Weah - Um e único: Pelé. Queria ser ele, me movia e comportava como ele. Pelé não jogava, flutuava. Eu disse, de brincadeira, para os meninos que jogavam comigo para me chamarem de Pelé.
Depois, foi muito importante ver no vídeo jogadores como Beckenbauer, Cruyff e Van Basten.
Folha - Você já se encontrou com Pelé?
Weah - Sim, várias vezes. A primeira foi em uma competição de juniores. Eu cheguei a entrevistá-lo para a televisão francesa. Foi uma alegria quando ele me disse: 'Você tem tudo para ser o melhor jogador africano. Depende de você, manter a imagem do continente negro'. Fiquei muito orgulhoso.
Sempre torci para o Brasil. Se jogasse a Libéria contra o Brasil, não saberia para quem torcer.
Folha - Você é considerado a principal personalidade em seu país. É verdade que muitos liberianos querem você como presidente? Aceitaria concorrer?
Weah - Sim. Muita gente pensa que eu seria o homem justo para o cargo. Se eles me querem como presidente, respeitarei a sua vontade. Eu educaria por meio do futebol, do esporte.
Folha - Mas, primeiro, você tem mais alguns anos de futebol.
Weah - Tenho quatro ou cinco anos pela frente. Quero ainda jogar no Maracanã e participar de uma Copa do Mundo.
Folha - Você é um homem rico. Não tem medo de sequestro?
Weah - O que fariam comigo? No máximo, teriam um futebolista famoso morto nas mãos.
Folha - Em que investe seus lucros com o futebol?
Weah - Somente propriedades, terrenos. Tenho alguns apartamentos e casa em vários lugares do mundo. É o melhor que posso oferecer a minha família. Nova York, África e Europa.

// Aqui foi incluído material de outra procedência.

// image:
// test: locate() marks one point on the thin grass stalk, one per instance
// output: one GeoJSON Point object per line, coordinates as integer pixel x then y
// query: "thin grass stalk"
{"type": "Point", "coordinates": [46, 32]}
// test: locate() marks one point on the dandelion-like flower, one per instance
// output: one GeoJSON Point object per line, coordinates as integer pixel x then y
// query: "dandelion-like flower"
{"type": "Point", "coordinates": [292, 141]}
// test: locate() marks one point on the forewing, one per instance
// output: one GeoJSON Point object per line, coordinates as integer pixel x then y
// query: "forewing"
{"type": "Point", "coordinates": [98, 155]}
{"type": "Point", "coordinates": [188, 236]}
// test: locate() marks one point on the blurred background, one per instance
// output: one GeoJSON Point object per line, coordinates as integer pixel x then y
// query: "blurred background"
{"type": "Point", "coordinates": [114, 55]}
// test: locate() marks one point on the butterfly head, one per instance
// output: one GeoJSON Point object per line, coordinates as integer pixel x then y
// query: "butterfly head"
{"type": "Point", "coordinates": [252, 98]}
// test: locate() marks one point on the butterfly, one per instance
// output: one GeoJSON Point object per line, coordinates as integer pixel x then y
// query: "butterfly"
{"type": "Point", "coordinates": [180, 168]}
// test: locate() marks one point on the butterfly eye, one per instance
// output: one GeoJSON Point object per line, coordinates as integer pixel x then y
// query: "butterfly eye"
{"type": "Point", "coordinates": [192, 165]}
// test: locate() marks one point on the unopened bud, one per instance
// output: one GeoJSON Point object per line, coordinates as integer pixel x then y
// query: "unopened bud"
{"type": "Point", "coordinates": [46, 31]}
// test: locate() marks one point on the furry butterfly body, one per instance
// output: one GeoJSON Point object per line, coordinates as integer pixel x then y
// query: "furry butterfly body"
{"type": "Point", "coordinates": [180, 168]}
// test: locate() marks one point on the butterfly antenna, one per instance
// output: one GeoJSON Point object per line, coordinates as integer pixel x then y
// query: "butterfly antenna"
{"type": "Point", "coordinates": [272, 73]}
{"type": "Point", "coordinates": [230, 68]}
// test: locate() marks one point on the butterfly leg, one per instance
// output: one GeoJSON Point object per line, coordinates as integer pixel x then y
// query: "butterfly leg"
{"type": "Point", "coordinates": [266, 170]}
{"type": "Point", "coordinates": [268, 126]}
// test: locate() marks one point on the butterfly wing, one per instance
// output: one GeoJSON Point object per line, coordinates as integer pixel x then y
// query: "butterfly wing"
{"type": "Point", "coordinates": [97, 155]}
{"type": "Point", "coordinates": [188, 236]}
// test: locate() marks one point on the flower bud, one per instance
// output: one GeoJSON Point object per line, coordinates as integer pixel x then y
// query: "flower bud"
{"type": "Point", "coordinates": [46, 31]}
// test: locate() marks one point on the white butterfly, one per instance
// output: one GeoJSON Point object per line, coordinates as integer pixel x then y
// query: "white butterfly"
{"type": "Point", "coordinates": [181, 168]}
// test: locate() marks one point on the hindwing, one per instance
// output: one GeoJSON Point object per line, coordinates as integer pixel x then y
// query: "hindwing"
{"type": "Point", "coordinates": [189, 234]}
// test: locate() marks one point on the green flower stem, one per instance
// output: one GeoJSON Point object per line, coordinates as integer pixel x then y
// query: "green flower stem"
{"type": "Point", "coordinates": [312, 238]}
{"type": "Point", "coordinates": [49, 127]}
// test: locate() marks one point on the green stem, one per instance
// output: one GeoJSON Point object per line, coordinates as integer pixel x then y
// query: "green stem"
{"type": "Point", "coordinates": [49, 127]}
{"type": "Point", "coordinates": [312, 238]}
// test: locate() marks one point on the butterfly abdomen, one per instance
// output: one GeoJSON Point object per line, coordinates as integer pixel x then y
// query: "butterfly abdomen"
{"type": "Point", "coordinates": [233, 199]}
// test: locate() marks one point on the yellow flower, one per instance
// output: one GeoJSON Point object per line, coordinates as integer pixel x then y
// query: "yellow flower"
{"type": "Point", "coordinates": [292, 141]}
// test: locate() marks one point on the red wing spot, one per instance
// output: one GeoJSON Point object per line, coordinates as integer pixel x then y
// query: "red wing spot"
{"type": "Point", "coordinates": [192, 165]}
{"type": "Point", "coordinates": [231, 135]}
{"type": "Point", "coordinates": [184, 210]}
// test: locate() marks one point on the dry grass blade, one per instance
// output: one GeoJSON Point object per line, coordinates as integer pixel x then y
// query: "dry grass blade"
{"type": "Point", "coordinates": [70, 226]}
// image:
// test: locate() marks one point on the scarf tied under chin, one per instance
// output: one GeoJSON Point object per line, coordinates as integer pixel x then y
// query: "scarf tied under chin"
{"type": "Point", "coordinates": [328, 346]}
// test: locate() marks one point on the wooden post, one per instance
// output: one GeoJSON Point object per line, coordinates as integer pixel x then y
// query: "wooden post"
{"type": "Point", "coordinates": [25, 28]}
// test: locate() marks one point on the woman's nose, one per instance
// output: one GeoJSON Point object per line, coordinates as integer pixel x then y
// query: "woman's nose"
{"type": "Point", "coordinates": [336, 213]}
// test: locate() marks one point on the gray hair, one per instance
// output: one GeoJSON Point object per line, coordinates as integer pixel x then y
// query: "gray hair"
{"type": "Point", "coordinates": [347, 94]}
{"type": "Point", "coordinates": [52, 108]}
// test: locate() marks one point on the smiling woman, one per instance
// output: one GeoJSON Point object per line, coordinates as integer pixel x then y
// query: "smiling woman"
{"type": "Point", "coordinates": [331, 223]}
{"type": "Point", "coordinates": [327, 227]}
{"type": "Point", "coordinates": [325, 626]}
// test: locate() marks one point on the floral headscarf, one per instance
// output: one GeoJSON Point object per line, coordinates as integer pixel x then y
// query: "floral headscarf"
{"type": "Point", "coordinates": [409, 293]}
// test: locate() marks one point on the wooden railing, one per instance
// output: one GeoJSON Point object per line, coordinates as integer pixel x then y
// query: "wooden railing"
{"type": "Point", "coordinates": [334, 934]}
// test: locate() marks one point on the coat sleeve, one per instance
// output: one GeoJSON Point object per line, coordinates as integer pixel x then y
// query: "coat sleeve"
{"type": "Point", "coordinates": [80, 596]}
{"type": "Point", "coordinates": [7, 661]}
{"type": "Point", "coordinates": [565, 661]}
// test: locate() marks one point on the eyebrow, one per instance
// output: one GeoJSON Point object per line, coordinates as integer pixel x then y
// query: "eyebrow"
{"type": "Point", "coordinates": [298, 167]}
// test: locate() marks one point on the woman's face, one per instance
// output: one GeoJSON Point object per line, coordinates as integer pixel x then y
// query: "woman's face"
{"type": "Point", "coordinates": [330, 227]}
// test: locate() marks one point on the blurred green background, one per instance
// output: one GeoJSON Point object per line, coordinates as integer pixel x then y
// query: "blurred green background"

Folha - Você já teve problemas com o racismo?
Weah - Eu nunca tive problemas, mesmo sabendo que existe racismo no futebol do mundo inteiro. Alguns torcedores gritam para os jogadores negros, imitando o ruído dos macacos. Eu não ligo. Os ignorantes continuam a gritar besteiras por detrás dos alambrados, nunca face a face.
Folha - Por que você critica o fluxo de jogadores africanos rumo à Europa?
Weah - Deve haver um modo de desenvolver esses jovens, para que eles cheguem ao futebol europeu já amadurecidos. Não se deve fazer negócios com empresários estranhos. Muita gente não sabe, mas eu sou dono de um time de futebol do campeonato liberiano. A partir desse time, vou enfrentar esse problema concretamente.
Folha - É verdade que você ajudou economicamente a seleção da Libéria?
Weah - Fiz o que era necessário para que o time estivesse na Copa da África. Paguei muitos gastos da seleção, passagens e outra coisas.
Folha - Você costuma rezar nas comemorações de seus gols. Você é religioso?
Weah - Sou muçulmano, mas ainda não fiz minha peregrinação a Meca (cidade sagrada na Arábia Saudita, onde teriam sido feitas revelações a Maomé).
Folha - Já teve contato com clubes e empresários japoneses?
Weah - Sei que o pessoal do Nagoya Grampus quis comprar meu passe, mas o Milan não aceitou. Acredito que as equipes japoneses vão deixar de só contratar sul-americanos. Eles, como os europeus, verão que os africanos são excelentes jogadores.
Folha - Com o tempo ocupado em jogar, investir dinheiro, praticar sua religião e em seu próprio clube de futebol, sobra tempo para algum hobby?
Weah - Adoro jogar cartas com minha família. E, claro, ouvir muita música. Bob Marley é um herói para mim. Sua música é um símbolo de liberdade para o povo negro do mundo. Além do reggae, gosto de músicas rítmica. Já ouvi muito samba, graças aos meus amigos brasileiros. Adoro dançar.